A new justification of teaching Shakespeare to the young has emerged in recent years from the political left. It is not that his works are inherently improving, goes the argument, but that everybody behaves as if Shakespeare's works are important, and so anyone lacking knowledge of them is excluded from the cultural conversations that promote progress in life. Whereas a previous generation of teachers, in reaction against the assumption that reading Shakespeare was morally improving, chose books they hoped would engage their charges by exploring concerns they might actually share, a new generation of teachers takes a more instrumentalist approach. We need Shakespeare on our curriculum, an inner-city English teacher is now likely to say, because our children will fall behind if we ignore him.

Anyone on the left will readily appreciate such concern for working-class children's education, but it seems unfortunate to leave pleasure out of the discussion. If a knowledge of Shakespeare is merely a necessity, like knowing long division or the location of Polynesia, then perhaps we lose what makes English Literature such a potentially thrilling and radicalizing part of everyone's school-days. But we should be wary too of what C. P. Snow 50 years ago identified as the isolationist tendency in the Arts, manifested as a disdain for other more practical subjects.

After all, for some school-children the Mathematics or Geography classes may be the most thrilling parts of the day, and these subjects too can radicalize the mind. Beginning to appreciate just how bad the numbers look on global warming, and which Pacific islands will be submerged first, is as likely to turn a young mind towards our shared humanity as does Shylock's speech "Hath not a Jew eyes? . . . If you prick us do we not bleed?" (The Merchant of Venice, Act 3, Scene 1).

Unlike a schoolroom class on Mathematics or Geography, however, children's English Literature classes do not really lay the foundation for what comes next ,but instead throw them in at the deep end. Shakespeare's poems and plays studied for a PhD are essentially the same words as those studied for a GCSE, and the sense of encountering an alien world does not diminish with increased familiarity – if anything it becomes more acute.
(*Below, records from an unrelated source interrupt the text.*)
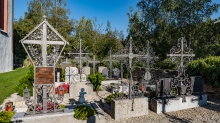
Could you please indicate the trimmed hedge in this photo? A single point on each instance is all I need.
(208, 68)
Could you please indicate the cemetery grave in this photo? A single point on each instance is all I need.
(123, 99)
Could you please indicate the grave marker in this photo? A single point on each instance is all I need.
(43, 37)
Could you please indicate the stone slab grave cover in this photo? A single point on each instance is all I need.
(160, 105)
(176, 104)
(86, 71)
(125, 108)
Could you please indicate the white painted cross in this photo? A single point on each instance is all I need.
(179, 52)
(80, 55)
(130, 55)
(110, 61)
(94, 63)
(43, 42)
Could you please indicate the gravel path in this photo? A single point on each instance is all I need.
(207, 114)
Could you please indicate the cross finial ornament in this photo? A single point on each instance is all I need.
(44, 17)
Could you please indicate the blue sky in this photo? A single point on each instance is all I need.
(113, 10)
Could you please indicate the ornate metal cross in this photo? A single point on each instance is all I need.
(110, 61)
(80, 55)
(184, 54)
(130, 56)
(149, 57)
(43, 34)
(38, 44)
(94, 63)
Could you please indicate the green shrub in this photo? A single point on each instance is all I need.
(83, 112)
(5, 116)
(26, 80)
(96, 80)
(109, 97)
(208, 68)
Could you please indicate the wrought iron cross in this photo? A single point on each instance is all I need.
(94, 63)
(183, 52)
(110, 61)
(80, 55)
(43, 42)
(130, 56)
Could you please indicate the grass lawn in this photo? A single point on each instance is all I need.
(8, 80)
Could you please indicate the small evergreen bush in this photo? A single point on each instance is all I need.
(5, 116)
(208, 68)
(26, 80)
(83, 112)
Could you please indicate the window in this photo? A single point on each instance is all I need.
(4, 15)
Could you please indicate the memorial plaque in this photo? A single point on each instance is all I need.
(44, 75)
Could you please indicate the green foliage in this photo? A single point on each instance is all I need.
(9, 80)
(26, 80)
(96, 80)
(208, 68)
(109, 98)
(61, 106)
(5, 116)
(83, 112)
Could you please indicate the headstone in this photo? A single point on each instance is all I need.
(100, 69)
(58, 72)
(116, 72)
(81, 96)
(138, 74)
(105, 72)
(147, 75)
(76, 78)
(71, 75)
(164, 87)
(121, 88)
(197, 84)
(83, 77)
(86, 71)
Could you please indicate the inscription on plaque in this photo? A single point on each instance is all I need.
(44, 75)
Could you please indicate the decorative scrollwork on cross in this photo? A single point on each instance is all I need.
(183, 54)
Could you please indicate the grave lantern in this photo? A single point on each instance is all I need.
(26, 94)
(60, 91)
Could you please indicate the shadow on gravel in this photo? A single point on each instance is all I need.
(174, 119)
(213, 104)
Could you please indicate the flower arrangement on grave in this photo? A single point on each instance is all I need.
(96, 80)
(50, 106)
(5, 116)
(65, 86)
(83, 112)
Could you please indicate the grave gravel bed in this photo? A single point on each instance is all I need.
(206, 114)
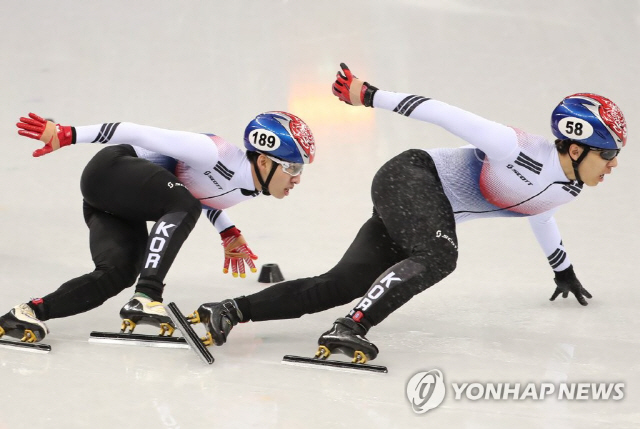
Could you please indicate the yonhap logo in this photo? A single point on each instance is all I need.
(425, 391)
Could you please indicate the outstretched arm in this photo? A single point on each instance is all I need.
(192, 148)
(496, 140)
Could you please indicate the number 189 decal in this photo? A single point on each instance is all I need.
(264, 140)
(575, 128)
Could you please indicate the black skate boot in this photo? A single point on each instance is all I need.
(218, 318)
(21, 322)
(347, 337)
(141, 310)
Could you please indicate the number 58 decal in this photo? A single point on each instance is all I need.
(575, 128)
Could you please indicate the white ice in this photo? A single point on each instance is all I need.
(210, 67)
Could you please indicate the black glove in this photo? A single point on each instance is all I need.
(566, 281)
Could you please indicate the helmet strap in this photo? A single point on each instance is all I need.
(264, 183)
(576, 163)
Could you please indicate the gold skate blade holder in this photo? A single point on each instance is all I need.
(29, 336)
(359, 357)
(166, 328)
(207, 340)
(193, 318)
(127, 324)
(323, 353)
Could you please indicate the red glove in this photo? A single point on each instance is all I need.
(53, 135)
(236, 252)
(352, 90)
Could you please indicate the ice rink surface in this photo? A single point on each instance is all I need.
(212, 66)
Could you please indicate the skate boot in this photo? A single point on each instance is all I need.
(218, 318)
(21, 322)
(347, 337)
(140, 310)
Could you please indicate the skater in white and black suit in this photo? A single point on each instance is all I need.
(169, 177)
(410, 242)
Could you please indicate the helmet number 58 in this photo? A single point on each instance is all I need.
(575, 128)
(264, 140)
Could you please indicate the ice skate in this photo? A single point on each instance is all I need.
(218, 318)
(347, 337)
(141, 310)
(22, 323)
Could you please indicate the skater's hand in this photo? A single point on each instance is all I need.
(352, 90)
(566, 281)
(54, 136)
(236, 253)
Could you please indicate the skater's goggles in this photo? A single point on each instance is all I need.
(291, 168)
(607, 154)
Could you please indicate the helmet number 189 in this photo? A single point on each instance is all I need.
(264, 140)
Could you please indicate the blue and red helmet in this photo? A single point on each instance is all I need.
(591, 120)
(281, 135)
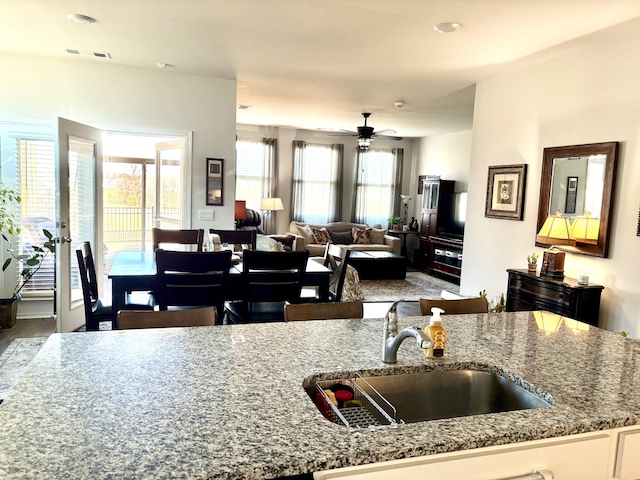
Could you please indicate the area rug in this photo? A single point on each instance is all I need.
(14, 361)
(417, 285)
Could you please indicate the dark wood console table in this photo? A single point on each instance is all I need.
(531, 291)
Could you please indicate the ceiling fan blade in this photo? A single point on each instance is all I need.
(344, 133)
(387, 137)
(385, 131)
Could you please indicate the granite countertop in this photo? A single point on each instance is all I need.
(228, 402)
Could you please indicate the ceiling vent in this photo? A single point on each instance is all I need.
(72, 51)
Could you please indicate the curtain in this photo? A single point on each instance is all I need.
(378, 184)
(317, 182)
(269, 181)
(256, 174)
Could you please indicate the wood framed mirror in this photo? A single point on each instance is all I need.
(578, 181)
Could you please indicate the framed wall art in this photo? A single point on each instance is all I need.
(505, 192)
(214, 181)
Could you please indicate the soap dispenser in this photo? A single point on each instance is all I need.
(438, 334)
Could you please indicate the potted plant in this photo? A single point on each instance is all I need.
(394, 221)
(30, 262)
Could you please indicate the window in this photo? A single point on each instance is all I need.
(28, 166)
(317, 182)
(256, 173)
(378, 185)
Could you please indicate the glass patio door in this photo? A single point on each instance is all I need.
(78, 165)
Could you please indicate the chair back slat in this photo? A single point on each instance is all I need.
(323, 311)
(193, 317)
(336, 259)
(451, 307)
(273, 276)
(192, 278)
(163, 236)
(237, 237)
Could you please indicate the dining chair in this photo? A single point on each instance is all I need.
(236, 237)
(269, 281)
(336, 259)
(178, 237)
(194, 317)
(98, 309)
(463, 305)
(192, 279)
(323, 311)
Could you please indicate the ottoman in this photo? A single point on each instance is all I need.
(372, 265)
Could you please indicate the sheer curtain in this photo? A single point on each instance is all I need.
(317, 182)
(256, 175)
(378, 184)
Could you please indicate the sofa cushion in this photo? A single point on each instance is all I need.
(342, 238)
(321, 235)
(377, 235)
(361, 236)
(307, 233)
(351, 292)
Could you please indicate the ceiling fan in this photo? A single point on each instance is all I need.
(366, 134)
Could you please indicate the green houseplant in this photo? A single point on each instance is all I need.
(31, 260)
(394, 221)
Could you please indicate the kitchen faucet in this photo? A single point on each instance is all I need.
(391, 339)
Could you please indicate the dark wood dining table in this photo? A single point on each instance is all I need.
(136, 271)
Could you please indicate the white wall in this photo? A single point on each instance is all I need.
(585, 97)
(131, 99)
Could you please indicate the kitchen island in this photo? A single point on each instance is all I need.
(228, 401)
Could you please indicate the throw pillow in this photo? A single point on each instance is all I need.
(322, 235)
(361, 235)
(377, 235)
(341, 238)
(307, 233)
(267, 244)
(351, 291)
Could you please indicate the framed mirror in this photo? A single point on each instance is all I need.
(578, 181)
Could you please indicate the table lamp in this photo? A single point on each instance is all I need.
(586, 229)
(405, 201)
(555, 231)
(240, 211)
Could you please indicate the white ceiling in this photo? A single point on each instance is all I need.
(321, 63)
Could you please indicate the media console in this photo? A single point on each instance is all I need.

This, perhaps, is where Shakespeare's true value as a mind-expanding phenomenon lies, in making his readers broaden their horizons to imagine worlds quite unlike their own. It is not simply that the plays depict a sixteenth-century Europe or fifth-century BCE Rome that is unlike our world, but that his characters too imagine worlds quite unlike their own. Roman and English citizens wonder aloud about republicanism, the status of women, and how wealth should be distributed.
In Shakespeare, monarchy in particular is held up for robust scrutiny. The characters around the 'slacker' Prince Hal are right to be fearful when he inherits the English throne to become Henry V, even as he offers what he thinks (but they might not) is a reassuring comparison: "This is the English not the Turkish court; | Not Amurath an Amurath succeeds, | But Harry Harry" (Henry IV Part Two, Act 5, Scene 2).

In the sequel, Harry woos his future wife with the promise that their son "shall go to Constantinople and take the Turk by the beard" (Henry V, Act 5, Scene 2). Readers and playgoers are thus invited to consider whether Harry fils echoing the Christian braggadocio of Harry père – who swore "To chase these pagans in those holy fields" (Henry IV Part One, Act 1, Scene 1) – shows England's rulers' commendable consistency in foreign policy, or their terrifying adventurism. Through seeing characters think about and discuss imagined political strategies, we see how it is perfectly possible to imagine and enact another kind of foreign policy, another kind of world. The relevance for today could not be any clearer, could it?